Para ser honesto, eu me opunha a essa forma inflexível de distribuição, mas o exército, a marinha e a força aérea estavam sob o controle dos Três Ducados, então eu não podia tocar nisso.
Algum dia, quero reformar esse sistema.
Enquanto eu pensava nisso tudo, Kaede e Halbert continuaram discutindo.
— O Duque Carmine nunca perderia para aquele rei inexperiente!
— O Duque Carmine tem agido de forma bem estranha ultimamente! Se começarmos a lutar entre nós, só os vizinhos tirarão vantagem! Amidônia quer reclamar as terras que perderam para Elfrieden a dois reis atrás. E quanto à República Turgis, com mais da metade do território deles congelado, querem terras férteis e um porto que não congela no inverno. Se acontecer uma guerra civil, com certeza irão intervir. O Duque Carmine deve saber muito bem disso…
Huh, parece que Kaede tem um bom entendimento da situação nos países vizinhos.
O país a oeste deste no mapa do mundo, o Principado da Amidônia, viu cerca de metade do seu território ser roubado graças às políticas expansionistas do avô de Liscia. Isso foi há cerca de 50 anos, mas ainda estavam de olho neste país, em busca de qualquer oportunidade para recuperar as suas terras perdidas. Para este país, o outro era um claro estado inimigo.

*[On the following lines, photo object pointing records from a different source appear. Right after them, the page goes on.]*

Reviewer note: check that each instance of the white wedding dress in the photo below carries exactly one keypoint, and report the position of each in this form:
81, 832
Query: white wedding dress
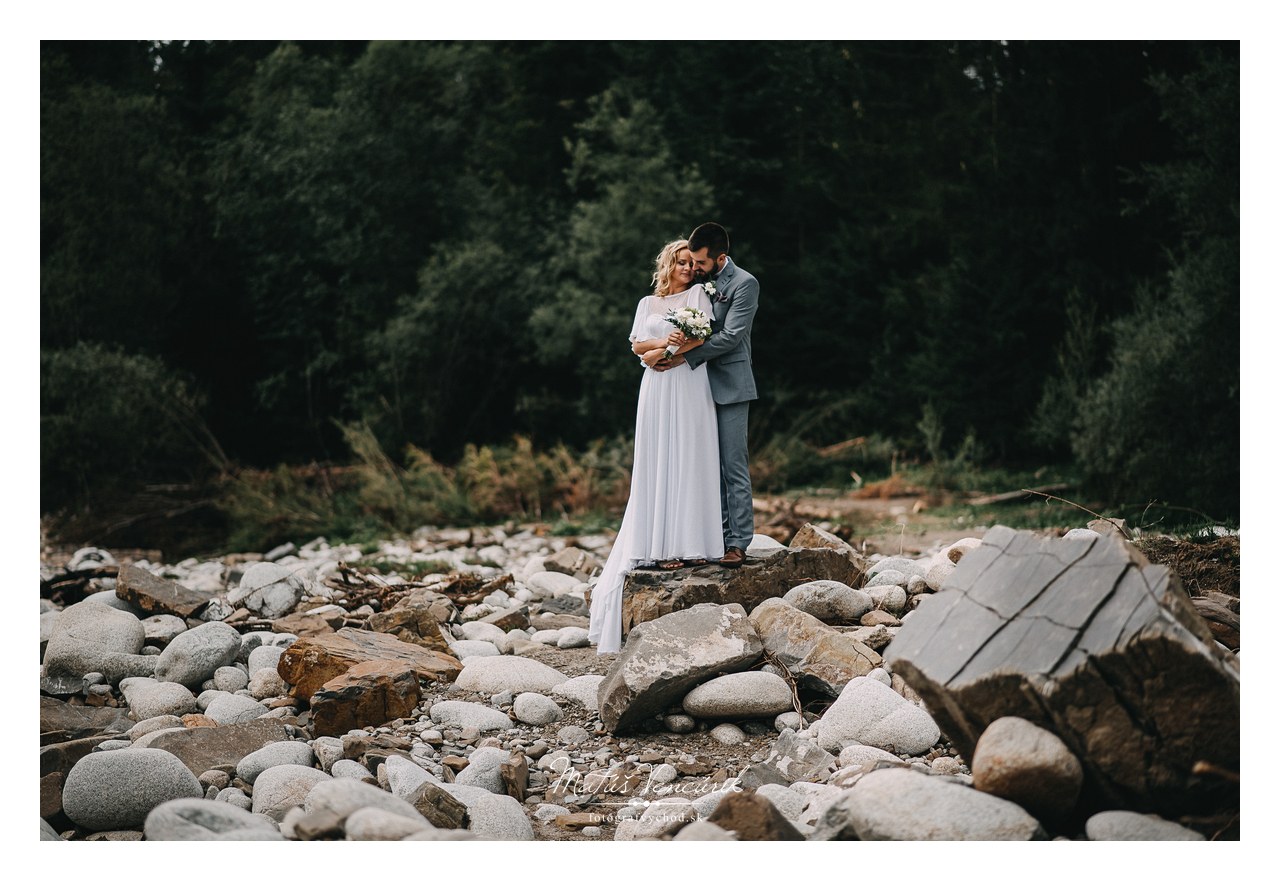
673, 511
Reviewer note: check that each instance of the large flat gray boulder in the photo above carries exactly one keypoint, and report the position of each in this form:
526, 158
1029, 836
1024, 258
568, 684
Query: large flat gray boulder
91, 637
817, 654
192, 656
205, 820
663, 660
648, 594
1091, 642
900, 804
206, 748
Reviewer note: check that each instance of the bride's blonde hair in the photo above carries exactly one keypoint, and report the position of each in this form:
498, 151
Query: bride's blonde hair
664, 263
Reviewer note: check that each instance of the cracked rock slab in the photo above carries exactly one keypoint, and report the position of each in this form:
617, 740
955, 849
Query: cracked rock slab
1089, 642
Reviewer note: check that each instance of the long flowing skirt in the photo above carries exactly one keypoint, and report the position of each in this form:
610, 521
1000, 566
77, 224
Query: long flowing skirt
673, 511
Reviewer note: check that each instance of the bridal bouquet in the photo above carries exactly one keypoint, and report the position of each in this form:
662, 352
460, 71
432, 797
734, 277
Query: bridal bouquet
690, 322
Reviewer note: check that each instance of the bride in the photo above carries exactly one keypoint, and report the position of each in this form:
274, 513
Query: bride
673, 512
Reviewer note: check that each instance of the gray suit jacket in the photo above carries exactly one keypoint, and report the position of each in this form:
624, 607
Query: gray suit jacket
727, 352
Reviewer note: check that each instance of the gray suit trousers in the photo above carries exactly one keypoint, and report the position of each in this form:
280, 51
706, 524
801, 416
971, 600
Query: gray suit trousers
736, 516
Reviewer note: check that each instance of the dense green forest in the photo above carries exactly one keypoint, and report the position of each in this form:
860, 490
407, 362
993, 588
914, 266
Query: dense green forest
261, 254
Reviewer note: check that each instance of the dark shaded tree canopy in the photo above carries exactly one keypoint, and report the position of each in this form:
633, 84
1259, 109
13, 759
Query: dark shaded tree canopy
1034, 241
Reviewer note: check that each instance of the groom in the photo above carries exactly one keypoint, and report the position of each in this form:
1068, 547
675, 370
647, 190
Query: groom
727, 355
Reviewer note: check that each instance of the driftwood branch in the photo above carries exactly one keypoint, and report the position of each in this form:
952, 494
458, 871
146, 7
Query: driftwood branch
1118, 524
791, 683
1018, 494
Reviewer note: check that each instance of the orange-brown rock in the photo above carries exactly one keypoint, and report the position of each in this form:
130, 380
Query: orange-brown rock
369, 693
312, 661
415, 624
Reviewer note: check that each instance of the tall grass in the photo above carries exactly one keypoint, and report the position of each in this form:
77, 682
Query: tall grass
378, 496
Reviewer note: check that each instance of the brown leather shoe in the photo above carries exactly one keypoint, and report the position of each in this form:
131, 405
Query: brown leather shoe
732, 558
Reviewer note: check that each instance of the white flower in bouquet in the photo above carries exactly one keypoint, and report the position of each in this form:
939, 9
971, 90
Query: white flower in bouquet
690, 322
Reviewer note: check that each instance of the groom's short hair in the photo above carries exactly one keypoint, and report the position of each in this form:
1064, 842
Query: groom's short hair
712, 237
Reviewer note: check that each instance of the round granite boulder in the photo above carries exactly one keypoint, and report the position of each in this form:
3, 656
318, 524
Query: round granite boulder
119, 788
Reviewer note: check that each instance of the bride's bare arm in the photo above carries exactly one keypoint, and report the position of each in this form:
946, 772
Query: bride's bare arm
656, 355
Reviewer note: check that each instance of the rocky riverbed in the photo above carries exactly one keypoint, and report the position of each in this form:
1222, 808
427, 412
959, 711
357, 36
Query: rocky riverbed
442, 688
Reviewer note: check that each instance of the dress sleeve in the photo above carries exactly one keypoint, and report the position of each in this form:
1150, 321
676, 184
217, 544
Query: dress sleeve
638, 331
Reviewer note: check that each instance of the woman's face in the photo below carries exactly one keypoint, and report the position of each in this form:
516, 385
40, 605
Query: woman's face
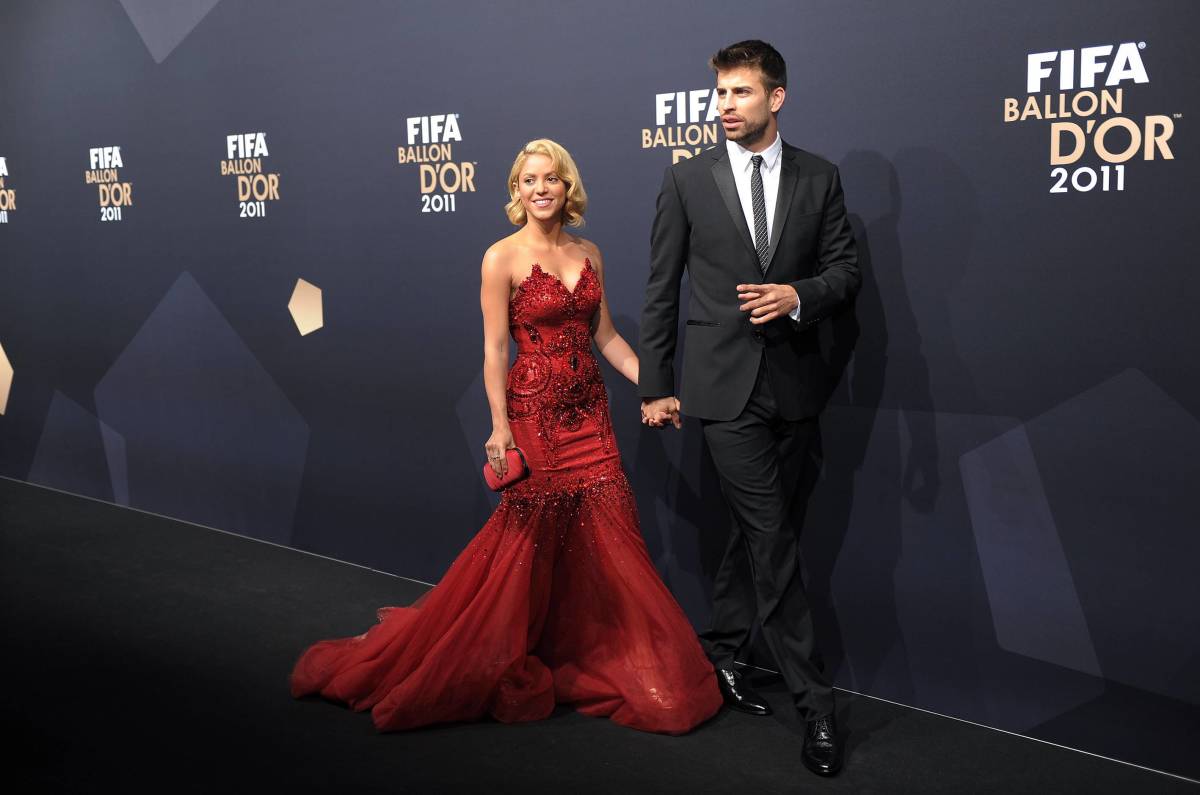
543, 191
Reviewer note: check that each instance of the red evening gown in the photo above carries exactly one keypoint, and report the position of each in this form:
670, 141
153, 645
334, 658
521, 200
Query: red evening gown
556, 599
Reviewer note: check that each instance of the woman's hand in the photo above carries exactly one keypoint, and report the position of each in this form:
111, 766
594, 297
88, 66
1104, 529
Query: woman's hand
496, 444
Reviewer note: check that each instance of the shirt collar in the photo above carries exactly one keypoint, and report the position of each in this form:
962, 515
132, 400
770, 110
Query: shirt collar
739, 156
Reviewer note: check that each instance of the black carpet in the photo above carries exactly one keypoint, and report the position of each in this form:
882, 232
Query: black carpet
149, 655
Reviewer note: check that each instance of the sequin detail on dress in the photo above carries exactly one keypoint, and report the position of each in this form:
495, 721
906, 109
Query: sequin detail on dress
556, 381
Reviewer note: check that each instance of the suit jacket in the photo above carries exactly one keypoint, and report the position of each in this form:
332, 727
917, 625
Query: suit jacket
700, 226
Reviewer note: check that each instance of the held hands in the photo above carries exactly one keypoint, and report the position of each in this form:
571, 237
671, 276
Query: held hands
496, 444
657, 413
767, 303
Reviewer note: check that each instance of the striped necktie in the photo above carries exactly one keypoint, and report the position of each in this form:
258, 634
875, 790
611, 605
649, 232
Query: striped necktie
759, 199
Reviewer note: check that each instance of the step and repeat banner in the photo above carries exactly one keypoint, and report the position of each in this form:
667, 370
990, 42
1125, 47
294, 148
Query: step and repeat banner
239, 285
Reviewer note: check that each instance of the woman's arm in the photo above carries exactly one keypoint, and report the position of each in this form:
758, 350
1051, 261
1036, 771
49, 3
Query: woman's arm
493, 299
610, 344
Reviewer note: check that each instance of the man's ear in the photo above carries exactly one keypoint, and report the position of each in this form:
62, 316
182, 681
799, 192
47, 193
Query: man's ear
777, 99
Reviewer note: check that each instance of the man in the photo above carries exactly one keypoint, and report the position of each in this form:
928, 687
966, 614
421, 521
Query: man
762, 229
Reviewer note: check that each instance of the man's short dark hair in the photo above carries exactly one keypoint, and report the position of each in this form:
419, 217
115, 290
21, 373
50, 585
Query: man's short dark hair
753, 53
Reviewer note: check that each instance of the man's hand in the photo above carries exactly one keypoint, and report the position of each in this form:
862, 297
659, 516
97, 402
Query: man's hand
657, 413
767, 302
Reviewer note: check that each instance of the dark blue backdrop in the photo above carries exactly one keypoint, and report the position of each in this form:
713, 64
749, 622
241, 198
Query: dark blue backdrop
1006, 526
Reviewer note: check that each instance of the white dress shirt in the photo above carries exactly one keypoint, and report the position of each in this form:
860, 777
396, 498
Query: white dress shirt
743, 169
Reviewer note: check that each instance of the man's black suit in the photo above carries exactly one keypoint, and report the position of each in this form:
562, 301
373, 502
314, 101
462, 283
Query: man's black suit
757, 389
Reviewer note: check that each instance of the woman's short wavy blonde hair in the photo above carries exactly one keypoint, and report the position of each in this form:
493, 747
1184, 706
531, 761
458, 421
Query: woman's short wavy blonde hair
564, 166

Ao sul da Amidônia, na extremidade sul deste continente, ficava a República de Turgis, que, como disse Kaede, era uma terra frígida que estava quase toda congelada.
Quando se olha o mapa deste mundo, quanto mais ao sul se vai, mais baixa a temperatura fica. Eu não sabia se era porque (falando da perspectiva de um japonês) este continente ficava no hemisfério sul, ou se seu conceito de norte e sul estava invertido, ou mesmo se era por causa de algum efeito mágico misterioso, mas quanto mais ao sul de Elfrieden, mais frio ficava, e quanto mais ao norte, mais quente ficava.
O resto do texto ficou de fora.